Without it being clearly marked, the book is divided into two parts: the first sets the political and social frames in which the Jews lived. It draws on various newspaper articles, books and official letters and provides valuable information and figures about the Jews of Lebanon at the start of the 20th century until 1967 – 1975. This part also draws on quotes from individual Lebanese Jews’ accounts which are narrated in greater detail in the second part of the book. The final chapter of the second part closes the book with the author’s own reflections about his work. Each chapter starts with a quote taken from -where else- Marcel Proust’s À La Recherche du Temps Perdu.

To the author, Lebanon offered a safe haven for minorities, a meaningful life for Jews, possibly unthinkable to those Jews living in the Arab world, outside of Israel.

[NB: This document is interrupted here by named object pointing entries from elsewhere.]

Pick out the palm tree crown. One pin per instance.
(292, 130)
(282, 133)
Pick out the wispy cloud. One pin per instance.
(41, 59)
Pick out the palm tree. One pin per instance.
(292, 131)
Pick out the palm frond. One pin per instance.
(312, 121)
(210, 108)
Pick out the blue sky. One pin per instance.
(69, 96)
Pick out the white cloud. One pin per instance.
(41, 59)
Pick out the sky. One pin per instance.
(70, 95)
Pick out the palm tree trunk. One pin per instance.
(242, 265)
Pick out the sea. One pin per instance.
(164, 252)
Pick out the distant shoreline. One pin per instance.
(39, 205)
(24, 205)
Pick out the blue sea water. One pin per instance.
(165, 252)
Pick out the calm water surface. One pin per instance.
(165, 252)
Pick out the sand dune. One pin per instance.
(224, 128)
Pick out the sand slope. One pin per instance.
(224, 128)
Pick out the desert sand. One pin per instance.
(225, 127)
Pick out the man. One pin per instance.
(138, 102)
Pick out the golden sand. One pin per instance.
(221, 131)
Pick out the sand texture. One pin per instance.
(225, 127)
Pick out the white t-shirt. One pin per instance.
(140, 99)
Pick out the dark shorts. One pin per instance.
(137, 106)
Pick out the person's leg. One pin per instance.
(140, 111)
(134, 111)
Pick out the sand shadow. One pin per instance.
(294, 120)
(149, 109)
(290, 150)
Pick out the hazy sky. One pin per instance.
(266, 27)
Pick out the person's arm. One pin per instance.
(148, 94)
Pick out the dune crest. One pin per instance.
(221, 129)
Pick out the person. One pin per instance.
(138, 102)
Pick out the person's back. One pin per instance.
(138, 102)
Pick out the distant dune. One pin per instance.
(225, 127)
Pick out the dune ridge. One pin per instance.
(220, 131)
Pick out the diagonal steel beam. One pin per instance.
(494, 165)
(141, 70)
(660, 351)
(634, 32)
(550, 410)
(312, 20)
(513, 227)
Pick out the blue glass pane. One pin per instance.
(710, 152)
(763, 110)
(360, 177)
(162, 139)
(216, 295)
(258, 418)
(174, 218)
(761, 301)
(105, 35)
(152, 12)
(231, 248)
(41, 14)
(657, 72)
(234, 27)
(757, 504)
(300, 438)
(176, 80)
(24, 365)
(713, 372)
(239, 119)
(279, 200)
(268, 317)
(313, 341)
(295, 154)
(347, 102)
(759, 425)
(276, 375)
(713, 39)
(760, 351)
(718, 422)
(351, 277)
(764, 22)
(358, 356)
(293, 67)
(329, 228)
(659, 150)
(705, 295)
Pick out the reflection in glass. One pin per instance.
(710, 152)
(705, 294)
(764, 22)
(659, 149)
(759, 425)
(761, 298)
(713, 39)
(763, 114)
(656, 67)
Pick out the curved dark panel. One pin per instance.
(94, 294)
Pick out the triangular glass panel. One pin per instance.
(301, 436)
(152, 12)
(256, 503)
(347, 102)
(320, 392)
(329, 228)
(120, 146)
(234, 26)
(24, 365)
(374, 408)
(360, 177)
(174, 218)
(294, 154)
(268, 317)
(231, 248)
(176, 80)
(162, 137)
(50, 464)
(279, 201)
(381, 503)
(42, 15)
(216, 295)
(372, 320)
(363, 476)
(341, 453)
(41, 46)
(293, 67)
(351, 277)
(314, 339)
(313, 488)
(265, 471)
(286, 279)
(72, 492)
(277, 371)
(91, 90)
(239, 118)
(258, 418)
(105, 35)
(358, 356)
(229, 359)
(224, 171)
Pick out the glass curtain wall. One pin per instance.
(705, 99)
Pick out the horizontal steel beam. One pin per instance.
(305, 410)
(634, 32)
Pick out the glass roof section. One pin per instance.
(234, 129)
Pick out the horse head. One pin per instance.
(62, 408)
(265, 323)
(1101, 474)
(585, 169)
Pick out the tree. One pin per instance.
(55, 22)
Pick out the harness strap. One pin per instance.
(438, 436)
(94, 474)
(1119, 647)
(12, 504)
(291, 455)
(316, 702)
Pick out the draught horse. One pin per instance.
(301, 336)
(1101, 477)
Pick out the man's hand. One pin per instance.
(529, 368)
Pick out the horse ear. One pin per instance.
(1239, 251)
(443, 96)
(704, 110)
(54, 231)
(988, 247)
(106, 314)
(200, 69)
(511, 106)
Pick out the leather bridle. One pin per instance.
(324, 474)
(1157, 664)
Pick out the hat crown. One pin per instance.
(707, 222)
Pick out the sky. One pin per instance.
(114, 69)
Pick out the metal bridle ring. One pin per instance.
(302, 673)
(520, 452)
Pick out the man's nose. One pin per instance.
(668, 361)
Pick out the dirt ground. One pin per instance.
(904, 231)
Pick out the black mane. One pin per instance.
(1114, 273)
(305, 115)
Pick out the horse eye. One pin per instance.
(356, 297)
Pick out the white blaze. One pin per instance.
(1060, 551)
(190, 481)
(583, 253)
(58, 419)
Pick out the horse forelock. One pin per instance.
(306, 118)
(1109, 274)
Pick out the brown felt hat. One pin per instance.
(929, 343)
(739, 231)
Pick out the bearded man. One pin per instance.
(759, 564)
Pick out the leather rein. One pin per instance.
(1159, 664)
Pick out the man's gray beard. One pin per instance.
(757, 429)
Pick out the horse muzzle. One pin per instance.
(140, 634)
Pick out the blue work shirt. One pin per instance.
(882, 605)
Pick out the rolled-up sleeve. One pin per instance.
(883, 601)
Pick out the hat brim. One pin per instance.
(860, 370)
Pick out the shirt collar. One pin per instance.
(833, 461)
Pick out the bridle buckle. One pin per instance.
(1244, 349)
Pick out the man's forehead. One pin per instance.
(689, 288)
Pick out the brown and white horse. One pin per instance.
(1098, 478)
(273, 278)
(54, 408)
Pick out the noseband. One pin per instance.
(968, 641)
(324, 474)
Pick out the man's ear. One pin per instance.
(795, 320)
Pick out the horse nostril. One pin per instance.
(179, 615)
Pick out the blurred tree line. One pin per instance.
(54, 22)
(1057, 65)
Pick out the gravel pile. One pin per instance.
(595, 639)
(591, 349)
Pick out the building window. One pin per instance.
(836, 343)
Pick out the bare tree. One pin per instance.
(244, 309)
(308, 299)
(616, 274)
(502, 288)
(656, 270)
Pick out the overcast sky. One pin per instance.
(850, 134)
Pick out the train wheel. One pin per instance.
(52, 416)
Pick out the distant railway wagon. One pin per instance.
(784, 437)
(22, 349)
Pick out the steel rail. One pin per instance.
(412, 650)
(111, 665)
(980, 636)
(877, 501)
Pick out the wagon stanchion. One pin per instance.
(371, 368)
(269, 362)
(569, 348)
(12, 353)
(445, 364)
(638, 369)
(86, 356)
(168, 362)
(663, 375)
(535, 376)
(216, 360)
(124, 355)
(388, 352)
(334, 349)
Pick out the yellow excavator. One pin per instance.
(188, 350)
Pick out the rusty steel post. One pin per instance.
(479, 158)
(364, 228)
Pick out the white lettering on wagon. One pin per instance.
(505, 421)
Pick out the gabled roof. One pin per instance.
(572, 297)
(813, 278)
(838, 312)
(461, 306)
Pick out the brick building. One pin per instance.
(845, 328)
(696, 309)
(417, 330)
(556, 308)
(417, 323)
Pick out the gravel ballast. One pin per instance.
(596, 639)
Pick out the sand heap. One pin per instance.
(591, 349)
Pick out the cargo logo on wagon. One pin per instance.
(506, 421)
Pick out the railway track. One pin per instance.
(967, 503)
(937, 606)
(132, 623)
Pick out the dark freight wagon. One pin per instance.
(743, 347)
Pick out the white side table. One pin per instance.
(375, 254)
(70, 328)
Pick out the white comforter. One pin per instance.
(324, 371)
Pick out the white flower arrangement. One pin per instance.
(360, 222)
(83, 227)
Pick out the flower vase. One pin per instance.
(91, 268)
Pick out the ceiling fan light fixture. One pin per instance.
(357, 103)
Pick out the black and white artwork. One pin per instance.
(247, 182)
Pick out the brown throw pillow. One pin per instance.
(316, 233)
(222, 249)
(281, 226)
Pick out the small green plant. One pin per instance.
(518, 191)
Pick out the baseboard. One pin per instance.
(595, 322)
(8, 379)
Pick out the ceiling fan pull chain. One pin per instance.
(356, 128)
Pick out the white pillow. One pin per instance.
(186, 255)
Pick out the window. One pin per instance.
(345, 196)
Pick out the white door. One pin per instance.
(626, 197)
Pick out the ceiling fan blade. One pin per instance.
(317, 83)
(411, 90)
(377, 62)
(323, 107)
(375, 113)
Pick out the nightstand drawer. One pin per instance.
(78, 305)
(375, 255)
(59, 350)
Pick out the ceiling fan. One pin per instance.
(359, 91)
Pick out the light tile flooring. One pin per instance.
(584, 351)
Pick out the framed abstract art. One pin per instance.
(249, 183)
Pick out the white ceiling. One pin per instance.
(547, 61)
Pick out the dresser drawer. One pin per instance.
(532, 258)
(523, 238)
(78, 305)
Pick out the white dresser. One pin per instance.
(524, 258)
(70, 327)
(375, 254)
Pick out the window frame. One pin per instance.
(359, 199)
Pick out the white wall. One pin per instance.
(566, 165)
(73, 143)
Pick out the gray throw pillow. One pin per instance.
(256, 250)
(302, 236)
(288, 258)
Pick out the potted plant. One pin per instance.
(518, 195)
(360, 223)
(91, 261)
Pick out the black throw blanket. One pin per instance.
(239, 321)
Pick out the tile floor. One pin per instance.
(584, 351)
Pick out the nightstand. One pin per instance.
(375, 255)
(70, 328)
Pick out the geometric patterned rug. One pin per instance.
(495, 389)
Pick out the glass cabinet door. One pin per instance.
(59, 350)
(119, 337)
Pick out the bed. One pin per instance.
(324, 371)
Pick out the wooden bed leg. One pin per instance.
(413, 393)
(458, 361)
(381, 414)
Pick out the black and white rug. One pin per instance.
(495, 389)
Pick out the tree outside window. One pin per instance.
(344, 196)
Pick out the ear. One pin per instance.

Surprisingly to me, the number of Jews living in Lebanon grew after 1948, unlike in any other part of the Arab world.
Still, they remained small in number, 14,000 at the highest estimations but, in the multi-cultural system of pre-civil war Lebanon, they were large enough to ask for parliamentary representation. In the 1930s, president Emile Eddé is known to have joked with Jewish community heads demanding representation in Parliament, asking them, why do you need representation? You have the best representation you can get: me.

I very much liked the author’s genuine nostalgia, if not sadness, as to the state of modern-day Lebanon, no longer a safe resort for minorities, but a place in which bigotry takes the front stage. One is saddened by all those Lebanese Jews who had to leave Lebanon -in some cases within days- thinking this was not a one-way ticket only they’ve never managed to return, except maybe as tourists, citizens of another country.